Там же, неподалёку от поля, на краю говорливой берёзовой рощицы, рядовому Мануйленко вырыли могилу. Поскольку серьёзное наступление пока не состоялось — что-то там не состыковывалось в штабах армий, державших здешний фронт, то образовалось кладбище: кто-то попал под выстрел изворотливого снайпера-эсесовца, кого-то накрыл шальной снаряд, принесшийся с далёких высот, куда немцы затащили несколько гаубиц, кто-то погиб по обычной глупости… Хотя глупых смертей не бывает, и по глупости люди погибают очень редко. А может быть, даже не погибают вовсе.
Всякая смерть сложна, она предсказана судьбой, назначена. Если хотите, высшими силами, всякая смерть — это неостановимый процесс.
Говорят, что на войне к смерти привыкают, становится она такой же привычной, как дождик в июле или грязь в сентябре… Ничего подобного!
Сколько Горшков ни хоронил своих людей, ни одни похороны не были проходными, все оставили след, все словно бы душу его проткнули.
В том числе и похороны Мануйленко.
Единственный человек, которого Горшков ругал за Мануйленко, был майор Семёновский. Нет бы ему обойтись своими штабными обозниками, и всё было б в порядке. Но майору понадобился кто-нибудь из группы разведки. Для чего? Для осознания собственной значимости, что ли?
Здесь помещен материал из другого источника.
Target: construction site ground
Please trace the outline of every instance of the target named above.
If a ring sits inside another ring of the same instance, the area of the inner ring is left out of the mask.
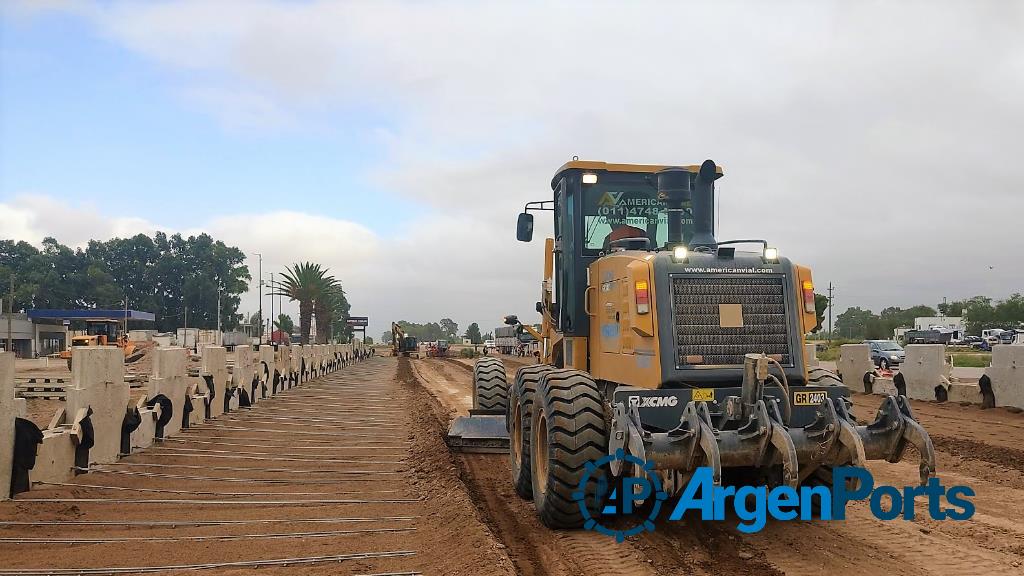
[[[501,356],[510,377],[529,359]],[[420,382],[445,408],[463,415],[472,405],[472,361],[412,361]],[[873,418],[881,398],[855,396],[855,415]],[[1024,415],[1004,409],[913,402],[932,435],[946,485],[974,488],[977,512],[967,522],[874,519],[864,502],[850,504],[845,522],[771,522],[754,535],[738,520],[658,523],[616,544],[586,531],[552,532],[531,502],[512,489],[508,457],[464,454],[457,462],[481,518],[505,544],[519,574],[1024,574]],[[869,466],[879,484],[916,484],[915,454]],[[926,509],[923,498],[919,510]],[[665,516],[665,515],[663,515]],[[927,515],[925,515],[927,517]]]
[[[530,360],[500,358],[510,379]],[[449,422],[472,405],[472,362],[375,358],[184,431],[187,445],[171,439],[73,485],[36,486],[0,505],[0,568],[337,557],[260,573],[1024,574],[1024,415],[913,402],[944,484],[976,492],[967,522],[882,522],[857,502],[846,522],[769,522],[745,535],[736,520],[687,517],[615,543],[541,525],[512,489],[507,455],[447,451]],[[880,402],[853,400],[861,420]],[[870,469],[895,486],[918,478],[912,454]]]

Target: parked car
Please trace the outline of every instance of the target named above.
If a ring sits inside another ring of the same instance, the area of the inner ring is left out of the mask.
[[[983,342],[981,336],[964,336],[964,339],[959,341],[962,346],[978,347],[978,344]]]
[[[1024,330],[1004,330],[999,332],[999,343],[1000,344],[1012,344],[1020,341]]]
[[[906,360],[906,352],[892,340],[864,340],[870,347],[871,362],[879,368],[899,366]]]

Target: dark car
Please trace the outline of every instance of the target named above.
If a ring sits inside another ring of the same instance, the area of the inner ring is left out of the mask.
[[[864,340],[871,351],[871,362],[879,368],[903,364],[906,352],[892,340]]]

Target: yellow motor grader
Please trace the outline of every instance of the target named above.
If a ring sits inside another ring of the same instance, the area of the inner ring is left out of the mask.
[[[553,199],[519,215],[524,242],[532,212],[554,218],[541,330],[506,319],[540,340],[541,363],[510,382],[499,359],[480,359],[474,410],[449,443],[507,449],[516,491],[548,526],[583,524],[578,485],[630,471],[621,461],[588,469],[618,450],[652,463],[670,495],[702,466],[716,484],[797,487],[829,482],[834,466],[896,462],[908,444],[921,480],[935,474],[906,398],[886,397],[861,425],[842,381],[808,368],[811,271],[766,241],[715,237],[722,174],[711,160],[572,161],[555,173]]]

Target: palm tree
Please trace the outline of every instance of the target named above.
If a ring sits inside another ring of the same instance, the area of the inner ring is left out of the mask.
[[[313,316],[313,305],[322,299],[328,288],[337,281],[327,275],[327,270],[312,262],[292,264],[281,275],[282,281],[273,295],[288,296],[299,301],[299,332],[301,343],[309,343],[309,328]]]
[[[335,324],[348,318],[349,307],[340,283],[334,282],[324,291],[323,297],[313,304],[317,343],[327,343],[329,338],[336,335]]]

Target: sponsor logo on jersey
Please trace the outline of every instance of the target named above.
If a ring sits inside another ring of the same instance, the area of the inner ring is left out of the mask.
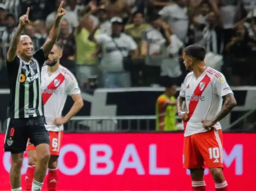
[[[53,82],[54,86],[57,87],[59,85],[60,82],[60,80],[59,80],[57,79],[54,79],[54,81]]]
[[[202,91],[203,90],[204,90],[205,86],[205,82],[200,82],[200,85],[199,85],[200,91]]]
[[[28,109],[27,110],[24,110],[24,112],[25,114],[34,114],[35,113],[35,109],[34,108],[31,108],[31,109]]]
[[[57,90],[48,89],[47,87],[45,90],[41,89],[41,91],[42,92],[42,93],[47,93],[49,94],[57,94],[59,93],[59,91]]]
[[[224,81],[223,78],[218,78],[218,80],[221,83],[224,82]]]
[[[34,62],[33,60],[31,61],[31,63],[29,65],[33,69],[36,69],[36,67],[37,67],[36,63]]]
[[[19,77],[19,81],[20,82],[23,82],[25,81],[28,81],[28,82],[31,82],[33,81],[34,80],[38,79],[39,78],[39,74],[37,73],[36,74],[35,74],[34,75],[32,75],[31,77],[26,77],[25,75],[21,74],[20,74],[20,77]]]
[[[227,91],[230,90],[231,90],[230,88],[230,87],[225,87],[225,88],[223,89],[223,90],[227,90]]]
[[[186,96],[186,98],[187,101],[198,101],[199,100],[204,101],[205,99],[204,96],[194,96],[194,94],[193,94],[192,96]]]

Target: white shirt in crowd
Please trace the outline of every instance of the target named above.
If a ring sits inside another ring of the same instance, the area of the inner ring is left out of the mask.
[[[162,51],[165,48],[166,42],[162,34],[159,30],[151,28],[145,32],[142,41],[147,42],[148,44],[145,64],[149,66],[161,66]],[[161,54],[156,55],[156,52],[160,52]]]
[[[176,4],[173,4],[164,7],[159,14],[168,22],[174,34],[182,42],[185,42],[189,23],[187,8],[182,8]]]
[[[170,44],[166,48],[161,65],[161,76],[177,78],[182,74],[179,59],[184,43],[175,34],[170,36]]]
[[[224,5],[220,8],[224,29],[233,28],[235,17],[241,3],[242,0],[224,0]]]
[[[56,126],[53,120],[61,117],[68,95],[80,93],[80,89],[74,75],[60,66],[51,76],[48,75],[47,66],[42,68],[41,88],[47,130],[61,131],[63,125]]]
[[[184,122],[184,136],[207,131],[203,119],[212,120],[221,111],[222,97],[233,93],[225,77],[220,72],[208,67],[197,79],[193,72],[188,73],[181,85],[180,96],[185,98],[190,112],[188,121]],[[214,128],[221,129],[220,123]]]
[[[55,20],[56,12],[52,12],[47,16],[45,21],[45,25],[49,26],[52,24]],[[66,11],[66,14],[63,16],[62,19],[66,20],[69,23],[69,32],[71,33],[73,29],[78,25],[78,18],[77,15],[73,11]]]
[[[127,56],[130,51],[136,50],[137,48],[133,39],[124,33],[121,33],[119,37],[114,39],[107,34],[96,35],[95,38],[101,46],[102,58],[101,66],[103,72],[124,72],[123,56]]]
Тьфу!
Горшков постоял несколько минут молча над могилой Мануйленко, творя про себя молитву и прося, чтобы мёртвый боец, так ни разу и не сходивший в разведку, простил его, — потом нагнулся, поднял из-под ног большую глутку земли, размял её и кинул вниз, на дощатый, сколоченный из ровных и оструганных досок гроб.
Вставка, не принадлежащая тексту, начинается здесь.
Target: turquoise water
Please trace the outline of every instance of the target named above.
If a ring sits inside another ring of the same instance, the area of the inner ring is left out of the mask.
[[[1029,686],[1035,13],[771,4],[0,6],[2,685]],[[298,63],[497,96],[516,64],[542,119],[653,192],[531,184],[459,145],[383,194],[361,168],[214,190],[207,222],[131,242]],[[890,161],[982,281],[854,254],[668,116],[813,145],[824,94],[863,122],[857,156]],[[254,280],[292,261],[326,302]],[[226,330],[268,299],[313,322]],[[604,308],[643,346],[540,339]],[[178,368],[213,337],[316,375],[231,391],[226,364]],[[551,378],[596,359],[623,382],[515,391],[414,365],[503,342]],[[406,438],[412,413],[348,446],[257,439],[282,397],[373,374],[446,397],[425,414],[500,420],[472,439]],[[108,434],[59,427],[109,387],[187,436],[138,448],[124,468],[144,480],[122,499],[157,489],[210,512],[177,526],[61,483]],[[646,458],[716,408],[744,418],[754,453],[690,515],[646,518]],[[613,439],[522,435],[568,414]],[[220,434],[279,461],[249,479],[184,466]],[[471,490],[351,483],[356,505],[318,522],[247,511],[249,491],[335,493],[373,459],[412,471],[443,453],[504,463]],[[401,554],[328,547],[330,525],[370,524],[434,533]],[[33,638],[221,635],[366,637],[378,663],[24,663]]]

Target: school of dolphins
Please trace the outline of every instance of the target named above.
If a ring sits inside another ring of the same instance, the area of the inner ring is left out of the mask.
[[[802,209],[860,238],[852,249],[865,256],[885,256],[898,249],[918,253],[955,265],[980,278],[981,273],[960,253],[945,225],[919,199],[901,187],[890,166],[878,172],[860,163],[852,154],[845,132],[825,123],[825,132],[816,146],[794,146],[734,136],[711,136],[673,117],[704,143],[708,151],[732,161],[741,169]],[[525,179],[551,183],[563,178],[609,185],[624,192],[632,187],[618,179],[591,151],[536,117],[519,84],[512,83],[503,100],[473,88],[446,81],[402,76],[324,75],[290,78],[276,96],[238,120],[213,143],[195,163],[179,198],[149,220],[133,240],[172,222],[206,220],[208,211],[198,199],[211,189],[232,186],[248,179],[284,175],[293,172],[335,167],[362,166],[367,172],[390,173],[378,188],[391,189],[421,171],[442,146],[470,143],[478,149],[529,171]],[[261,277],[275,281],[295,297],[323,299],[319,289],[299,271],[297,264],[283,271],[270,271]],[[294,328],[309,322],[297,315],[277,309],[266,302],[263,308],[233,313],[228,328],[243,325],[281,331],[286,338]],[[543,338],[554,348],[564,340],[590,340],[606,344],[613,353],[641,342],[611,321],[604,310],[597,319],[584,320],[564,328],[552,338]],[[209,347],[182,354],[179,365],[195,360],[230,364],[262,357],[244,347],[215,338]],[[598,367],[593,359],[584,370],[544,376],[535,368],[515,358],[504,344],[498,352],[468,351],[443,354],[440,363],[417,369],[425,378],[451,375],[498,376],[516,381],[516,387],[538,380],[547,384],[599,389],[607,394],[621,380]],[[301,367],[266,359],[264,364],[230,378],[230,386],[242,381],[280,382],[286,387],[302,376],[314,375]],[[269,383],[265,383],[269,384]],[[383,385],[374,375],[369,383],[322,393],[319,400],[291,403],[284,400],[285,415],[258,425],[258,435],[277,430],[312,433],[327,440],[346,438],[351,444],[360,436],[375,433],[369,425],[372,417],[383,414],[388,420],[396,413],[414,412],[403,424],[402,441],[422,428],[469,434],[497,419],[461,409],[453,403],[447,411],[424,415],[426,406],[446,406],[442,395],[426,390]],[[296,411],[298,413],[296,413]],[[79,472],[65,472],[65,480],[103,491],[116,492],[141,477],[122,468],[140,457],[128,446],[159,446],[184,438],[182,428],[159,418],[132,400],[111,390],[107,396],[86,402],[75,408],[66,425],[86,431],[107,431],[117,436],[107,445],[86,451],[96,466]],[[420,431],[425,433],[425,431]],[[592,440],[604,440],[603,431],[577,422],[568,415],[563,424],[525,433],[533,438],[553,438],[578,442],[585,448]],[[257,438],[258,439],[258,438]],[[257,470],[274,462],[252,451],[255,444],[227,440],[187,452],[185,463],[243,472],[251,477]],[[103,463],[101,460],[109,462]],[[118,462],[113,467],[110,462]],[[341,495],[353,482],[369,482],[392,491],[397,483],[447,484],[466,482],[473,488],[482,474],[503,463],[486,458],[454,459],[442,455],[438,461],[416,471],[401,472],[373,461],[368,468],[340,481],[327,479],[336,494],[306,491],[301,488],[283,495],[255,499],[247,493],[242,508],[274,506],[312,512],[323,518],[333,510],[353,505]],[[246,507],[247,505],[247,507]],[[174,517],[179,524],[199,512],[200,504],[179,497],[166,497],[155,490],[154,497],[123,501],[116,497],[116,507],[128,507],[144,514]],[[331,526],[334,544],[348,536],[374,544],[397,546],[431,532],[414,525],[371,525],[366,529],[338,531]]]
Хорошо, что домовину настоящую сколотить удалось, и кладбище подобралось, можно сказать, настоящее, если бы хоронили казака в наступлении, ни деревянной домовины у него не было бы, ни весёлой компании…
Наступление, о котором так много говорили — и шёпотом говорили, и вслух, — похоже, становилось реальностью — Горшкову с разведчиками приказали захватить высотку, расположенную в ничейной зоне, чтобы оттуда можно было корректировать огонь полковых пушек.
Собственно, захватывать её нечего было, она же — ничейная, другое дело — её надо было хоть как-то, примитивно, на обезьяньем уровне оборудовать, вырыть окопчик, затащить в него стереотрубу на ножках, накрыть схоронку сверху зелёным пологом, чтобы блеск линз не засекли фрицы — словом, сделать всё, чтобы могли работать и разведчики, и корректировщики огня, и вообще все, и кто захочет понюхать, чем пахнут жареные фрицы.
Горшков крикнул Мустафе:
— Бери автоматы, свой и мой, и — пошли!
— Куда, товарищ командир?
Ах, Мустафа, Мустафа, мог бы и не задавать таких вопросов.
— На Кудыкину гору!
На передовой, в стрелковой роте, куда они пришли, распоряжения отдавал всё тот же командир — старший лейтенант с усталым лицом, рота его уже два месяца не вылезала из окопов. Увидев Горшкова, он поднял приветственно руку.
— Что богов войны привело к нам, простым смертным окопникам? — спросил.